Groq structured output path mutates shared formatted_messages, corrupting fallback models #562

@Serhan-Asad

Description

@Serhan-Asad

Bug Description

When a Groq model is selected as the first candidate and structured output (output_pydantic) is requested, the Groq code path in llm_invoke.py mutates the shared formatted_messages list in-place. If the Groq call fails and falls back to another model, the fallback model receives corrupted messages containing Groq's JSON schema instruction as an injected system message.

Root Cause

llm_invoke.py:1966 passes formatted_messages by reference (not copy):

litellm_kwargs: Dict[str, Any] = {
    "model": model_name_litellm,
    "messages": formatted_messages,  # <-- REFERENCE to shared list
}

Then llm_invoke.py:2125-2129 mutates the list in-place:

messages_list = litellm_kwargs.get("messages", [])  # same reference
if messages_list and messages_list[0].get("role") == "system":
    messages_list[0]["content"] = schema_instruction + "\n\n" + messages_list[0]["content"]
else:
    messages_list.insert(0, {"role": "system", "content": schema_instruction})

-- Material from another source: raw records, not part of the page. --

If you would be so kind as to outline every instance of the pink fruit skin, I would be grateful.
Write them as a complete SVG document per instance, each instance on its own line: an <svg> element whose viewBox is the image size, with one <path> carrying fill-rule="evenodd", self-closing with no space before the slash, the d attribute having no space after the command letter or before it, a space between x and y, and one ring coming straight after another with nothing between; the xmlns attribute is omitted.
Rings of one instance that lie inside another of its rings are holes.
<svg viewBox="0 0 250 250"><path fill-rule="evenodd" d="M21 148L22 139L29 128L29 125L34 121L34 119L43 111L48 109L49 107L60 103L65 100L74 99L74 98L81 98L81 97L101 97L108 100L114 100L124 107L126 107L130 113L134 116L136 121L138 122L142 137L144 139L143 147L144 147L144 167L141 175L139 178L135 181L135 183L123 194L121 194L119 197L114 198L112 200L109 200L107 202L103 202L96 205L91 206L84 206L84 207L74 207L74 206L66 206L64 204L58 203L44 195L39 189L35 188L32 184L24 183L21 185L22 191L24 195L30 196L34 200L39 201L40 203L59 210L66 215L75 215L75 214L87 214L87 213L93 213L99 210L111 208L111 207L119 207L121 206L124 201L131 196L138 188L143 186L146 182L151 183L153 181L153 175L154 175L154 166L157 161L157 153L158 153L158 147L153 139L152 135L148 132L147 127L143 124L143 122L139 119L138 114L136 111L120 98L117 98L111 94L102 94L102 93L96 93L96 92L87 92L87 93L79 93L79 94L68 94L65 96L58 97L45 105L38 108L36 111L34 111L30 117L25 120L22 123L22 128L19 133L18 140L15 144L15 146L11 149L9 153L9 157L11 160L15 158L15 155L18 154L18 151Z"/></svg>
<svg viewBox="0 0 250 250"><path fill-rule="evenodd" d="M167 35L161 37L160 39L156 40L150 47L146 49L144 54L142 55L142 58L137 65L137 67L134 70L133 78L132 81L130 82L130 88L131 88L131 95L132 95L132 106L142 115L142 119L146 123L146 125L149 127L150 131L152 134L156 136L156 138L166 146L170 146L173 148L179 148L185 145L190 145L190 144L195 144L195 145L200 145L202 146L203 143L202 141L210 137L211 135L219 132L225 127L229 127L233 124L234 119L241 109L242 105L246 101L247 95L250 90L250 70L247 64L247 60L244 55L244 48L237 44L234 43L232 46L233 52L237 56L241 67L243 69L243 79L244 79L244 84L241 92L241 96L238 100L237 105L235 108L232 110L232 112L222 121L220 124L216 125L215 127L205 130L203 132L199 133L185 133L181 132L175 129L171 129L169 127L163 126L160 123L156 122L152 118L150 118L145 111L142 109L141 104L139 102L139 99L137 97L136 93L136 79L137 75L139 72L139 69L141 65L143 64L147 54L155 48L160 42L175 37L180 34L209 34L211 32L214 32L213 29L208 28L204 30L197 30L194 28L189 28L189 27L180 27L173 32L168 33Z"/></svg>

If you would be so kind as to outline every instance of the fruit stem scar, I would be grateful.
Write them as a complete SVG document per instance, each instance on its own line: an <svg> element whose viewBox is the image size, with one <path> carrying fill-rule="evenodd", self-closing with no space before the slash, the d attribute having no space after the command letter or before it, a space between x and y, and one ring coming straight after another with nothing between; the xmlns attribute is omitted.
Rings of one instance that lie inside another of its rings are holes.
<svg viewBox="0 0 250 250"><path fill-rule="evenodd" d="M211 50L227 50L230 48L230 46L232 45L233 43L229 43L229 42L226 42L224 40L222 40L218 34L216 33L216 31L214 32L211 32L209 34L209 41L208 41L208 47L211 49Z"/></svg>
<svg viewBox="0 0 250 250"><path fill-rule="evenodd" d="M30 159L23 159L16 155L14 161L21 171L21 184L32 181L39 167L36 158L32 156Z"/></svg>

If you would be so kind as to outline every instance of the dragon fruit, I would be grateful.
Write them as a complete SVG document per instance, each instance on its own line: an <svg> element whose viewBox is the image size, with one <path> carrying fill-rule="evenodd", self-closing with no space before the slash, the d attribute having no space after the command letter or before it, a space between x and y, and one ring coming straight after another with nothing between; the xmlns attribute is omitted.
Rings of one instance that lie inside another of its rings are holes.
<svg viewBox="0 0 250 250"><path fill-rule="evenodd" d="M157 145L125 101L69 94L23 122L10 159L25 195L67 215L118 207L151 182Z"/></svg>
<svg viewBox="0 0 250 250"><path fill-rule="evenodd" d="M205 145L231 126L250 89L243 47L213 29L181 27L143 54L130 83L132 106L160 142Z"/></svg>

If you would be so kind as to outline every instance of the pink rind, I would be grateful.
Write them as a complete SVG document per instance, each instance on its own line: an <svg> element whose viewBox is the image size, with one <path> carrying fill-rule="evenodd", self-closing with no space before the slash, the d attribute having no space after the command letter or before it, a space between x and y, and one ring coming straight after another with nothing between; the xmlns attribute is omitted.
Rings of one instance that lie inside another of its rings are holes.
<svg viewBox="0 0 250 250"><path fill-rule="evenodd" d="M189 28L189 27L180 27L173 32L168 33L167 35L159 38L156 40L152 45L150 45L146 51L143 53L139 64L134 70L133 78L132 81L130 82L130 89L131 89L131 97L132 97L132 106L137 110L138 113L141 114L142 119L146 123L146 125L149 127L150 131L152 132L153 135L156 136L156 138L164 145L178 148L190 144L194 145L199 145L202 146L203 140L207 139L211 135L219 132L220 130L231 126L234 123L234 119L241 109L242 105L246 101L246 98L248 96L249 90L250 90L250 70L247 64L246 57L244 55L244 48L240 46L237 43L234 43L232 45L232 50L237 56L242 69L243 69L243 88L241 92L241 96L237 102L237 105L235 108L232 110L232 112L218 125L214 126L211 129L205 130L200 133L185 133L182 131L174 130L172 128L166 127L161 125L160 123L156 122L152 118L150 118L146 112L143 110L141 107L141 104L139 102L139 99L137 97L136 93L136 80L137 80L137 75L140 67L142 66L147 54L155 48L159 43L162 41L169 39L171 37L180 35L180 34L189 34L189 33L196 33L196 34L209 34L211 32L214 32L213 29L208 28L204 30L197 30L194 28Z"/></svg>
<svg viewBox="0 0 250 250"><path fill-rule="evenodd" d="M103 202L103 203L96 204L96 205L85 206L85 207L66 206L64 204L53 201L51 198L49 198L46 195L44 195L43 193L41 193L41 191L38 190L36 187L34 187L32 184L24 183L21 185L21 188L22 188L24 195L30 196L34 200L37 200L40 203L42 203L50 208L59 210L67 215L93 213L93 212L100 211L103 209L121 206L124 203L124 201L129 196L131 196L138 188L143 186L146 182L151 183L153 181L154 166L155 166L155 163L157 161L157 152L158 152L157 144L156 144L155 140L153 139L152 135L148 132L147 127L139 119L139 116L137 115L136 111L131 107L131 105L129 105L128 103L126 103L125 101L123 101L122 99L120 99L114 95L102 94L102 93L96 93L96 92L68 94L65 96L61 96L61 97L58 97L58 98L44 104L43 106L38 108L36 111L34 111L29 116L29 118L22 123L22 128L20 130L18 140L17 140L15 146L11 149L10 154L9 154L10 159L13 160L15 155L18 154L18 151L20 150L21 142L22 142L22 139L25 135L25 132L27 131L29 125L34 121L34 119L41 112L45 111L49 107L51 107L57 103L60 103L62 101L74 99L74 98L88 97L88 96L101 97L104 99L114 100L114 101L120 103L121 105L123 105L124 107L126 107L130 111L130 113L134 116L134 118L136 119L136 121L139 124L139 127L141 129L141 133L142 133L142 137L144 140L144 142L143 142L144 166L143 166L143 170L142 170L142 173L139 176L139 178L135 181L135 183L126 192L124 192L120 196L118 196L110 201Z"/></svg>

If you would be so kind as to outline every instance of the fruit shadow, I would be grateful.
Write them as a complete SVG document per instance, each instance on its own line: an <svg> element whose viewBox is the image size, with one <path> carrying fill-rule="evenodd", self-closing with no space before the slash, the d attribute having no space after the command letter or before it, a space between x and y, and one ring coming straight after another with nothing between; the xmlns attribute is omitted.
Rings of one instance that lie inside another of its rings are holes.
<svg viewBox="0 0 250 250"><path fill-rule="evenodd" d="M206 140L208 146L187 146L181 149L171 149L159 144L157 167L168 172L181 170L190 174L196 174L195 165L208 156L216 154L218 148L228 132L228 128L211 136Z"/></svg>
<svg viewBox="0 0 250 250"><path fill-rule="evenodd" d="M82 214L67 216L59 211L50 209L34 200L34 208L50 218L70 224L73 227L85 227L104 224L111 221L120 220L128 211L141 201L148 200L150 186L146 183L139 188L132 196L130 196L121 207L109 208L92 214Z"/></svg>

Since messages_list, litellm_kwargs["messages"], and formatted_messages all point to the same list object, the .insert(0, ...) mutates formatted_messages permanently. Every subsequent model candidate in the fallback loop receives the corrupted messages.

Reproduction

import os, sys, json
sys.path.insert(0, "/path/to/pdd")
os.environ["GROQ_API_KEY"] = "your-key"

from pydantic import BaseModel
import litellm
from pdd.llm_invoke import llm_invoke

# Add groq model with high Elo to ~/.pdd/llm_model.csv:
# Groq,groq/nonexistent-model,0.01,0.01,1500,,GROQ_API_KEY,0,True,none,

class SimpleResult(BaseModel):
    answer: str
    confidence: float

# Monkey-patch to inspect messages
_orig = litellm.completion
def spy(**kw):
    model = kw.get("model")
    msgs = kw.get("messages", [])
    for m in msgs:
        if "You must respond with valid JSON" in m.get("content", ""):
            print(f"BUG: {model} received Groq's JSON schema instruction!")
    return _orig(**kw)
litellm.completion = spy

result = llm_invoke(
    messages=[{"role": "user", "content": "What is 2 + 2?"}],
    strength=1.0, temperature=0.0, time=0.0,
    output_pydantic=SimpleResult,
)

Output:

BUG: groq/nonexistent-model received Groq's JSON schema instruction!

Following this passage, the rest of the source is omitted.